Cluster Alert Driver — Design

Date: 2026-03-29

Problem

The app runs as a single instance. There’s no way to deploy it across multiple servers where each monitors locally and reports to a central hub. All 8 existing alert drivers are for external tools (Grafana, AlertManager, etc.) — none speak the system’s own protocol.

Goal

Create a 9th alert driver (“cluster”) that enables multi-instance deployment. Agent instances run checkers locally, create alerts, and push them to a hub instance via the existing webhook endpoint. The same codebase runs in any role — standalone, agent, hub, or relay — determined purely by environment variables.

Configuration

Two env vars control behavior (both optional, both unset by default):

Env var	Default	Purpose
`HUB_URL`	(unset)	If set, `push_to_hub` sends alerts to this URL
`CLUSTER_ENABLED`	`0`	If `1`, cluster driver is registered, hub accepts agent payloads
`WEBHOOK_SECRET_CLUSTER`	(unset)	HMAC-SHA256 shared secret for signing
`INSTANCE_ID`	`socket.gethostname()`	Human-readable instance identifier

Behavior matrix:

HUB_URL	CLUSTER_ENABLED	Role
unset	0	Standalone — current behavior, zero changes
set	0	Agent — runs checkers, pushes to hub
unset	1	Hub — accepts cluster payloads from agents
set	1	Hub + Agent — accepts payloads AND runs `push_to_hub` (each role is independent)

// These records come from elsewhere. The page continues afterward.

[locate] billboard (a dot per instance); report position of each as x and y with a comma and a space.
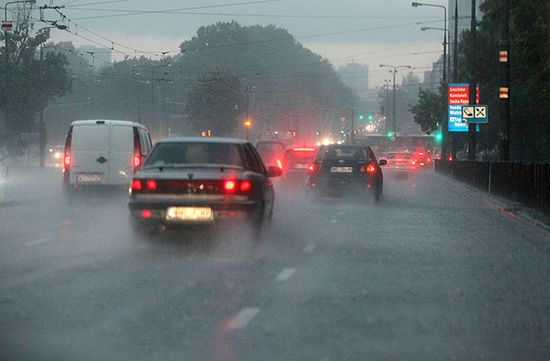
457, 96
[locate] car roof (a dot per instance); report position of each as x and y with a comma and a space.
203, 140
106, 121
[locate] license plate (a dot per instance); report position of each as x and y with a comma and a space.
88, 178
341, 169
199, 214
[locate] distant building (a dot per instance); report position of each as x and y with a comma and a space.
98, 57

Existing installs with neither var set behave exactly as today. Zero breaking changes.

Note: Transparent relay forwarding (automatically re-POSTing received cluster payloads upstream) is not implemented in this version. Each instance is configured independently via its own HUB_URL.

Cluster Alert Driver

New ClusterDriver at apps/alerts/drivers/cluster.py, registered as "cluster" in the driver registry (conditionally, when CLUSTER_ENABLED=1).

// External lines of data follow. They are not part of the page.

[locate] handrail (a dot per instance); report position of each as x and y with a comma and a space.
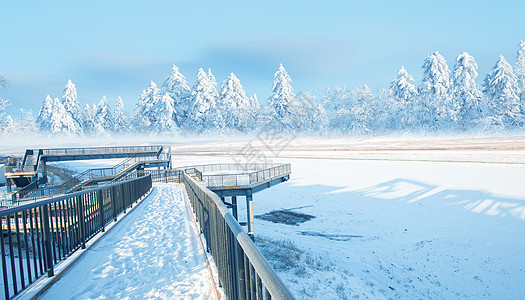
69, 186
243, 270
42, 234
100, 150
254, 173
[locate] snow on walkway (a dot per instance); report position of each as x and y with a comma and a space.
152, 253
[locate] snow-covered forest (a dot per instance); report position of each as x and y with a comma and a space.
445, 101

Payload format (what agents POST to HUB_URL/alerts/webhook/cluster/):

{
    "source": "cluster",
    "instance_id": "web-server-03",
    "hostname": "ip-10-0-1-42",
    "version": "1.0",
    "alerts": [
        {
            "fingerprint": "cpu-check-ip-10-0-1-42",
            "name": "CPU usage critical",
            "status": "firing",
            "severity": "critical",
            "started_at": "2026-03-29T12:00:00Z",
            "labels": {
                "checker": "cpu",
                "hostname": "ip-10-0-1-42",
                "instance_id": "web-server-03"
            },
            "annotations": {
                "message": "CPU at 95.2%"
            },
            "metrics": {
                "cpu_percent": 95.2
            }
        }
    ]
}

Driver behavior:

validate() — checks for source == "cluster" and instance_id field
parse() — maps payload to ParsedPayload (same normalized structure as every driver)
signature_header = "X-Cluster-Signature" — HMAC-SHA256 using WEBHOOK_SECRET_CLUSTER
Agent hostname and instance_id in labels on every alert — hub identifies which server
metrics preserved in annotations for intelligence/analysis

Hub treats these alerts identically to Grafana/AlertManager — same deduplication, incident grouping, pipeline flow.

`push_to_hub` Management Command

New command at apps/alerts/management/commands/push_to_hub.py.

Flow:

Run all enabled checkers locally (reuses existing checker infrastructure)
Format results as cluster driver payload
Sign with WEBHOOK_SECRET_CLUSTER (HMAC-SHA256)
POST to HUB_URL/alerts/webhook/cluster/
Report success/failure

Audit trail: Local check results are not persisted as Alert records. The hub creates incident and alert records when it processes the incoming cluster payload via the normal pipeline.

Flags:

--dry-run — run checkers, show payload, don’t POST
--json — JSON output (for cron logging)
--checkers cpu,memory — specific checkers only

Error handling:

Hub unreachable → log error, exit 1, local alerts preserved
Hub returns 4xx/5xx → log response, exit 1
No HUB_URL → error message, exit 1

Cron integration: Users schedule push_to_hub instead of (or alongside) run_pipeline --checks-only. No changes to setup_cron.sh needed.

File Changes

New files:

apps/alerts/drivers/cluster.py — ClusterDriver
apps/alerts/management/commands/push_to_hub.py — management command
apps/alerts/_tests/drivers/test_cluster.py — driver unit tests
apps/alerts/_tests/commands/test_push_to_hub.py — command tests

Modified files:

apps/alerts/drivers/__init__.py — register "cluster" conditionally on CLUSTER_ENABLED
.env.sample — add cluster section (commented out)
docs/Deployment.md — add multi-instance section
config/settings.py — read CLUSTER_ENABLED, HUB_URL, INSTANCE_ID

Unaffected: All existing drivers, install.sh, bin/ scripts, existing tests.

Approach

Reuse existing webhook infrastructure — the cluster driver is “just another driver.” No new endpoints, no new middleware, no new auth. The push_to_hub command is the agent-side glue that ties checkers to the webhook POST.

Rejected alternatives:

Dedicated /alerts/cluster/ endpoint — unnecessary, existing webhook handles it
Shared Celery broker — couples instances at infrastructure level, harder to deploy
Peer-to-peer mesh — over-engineered for the use case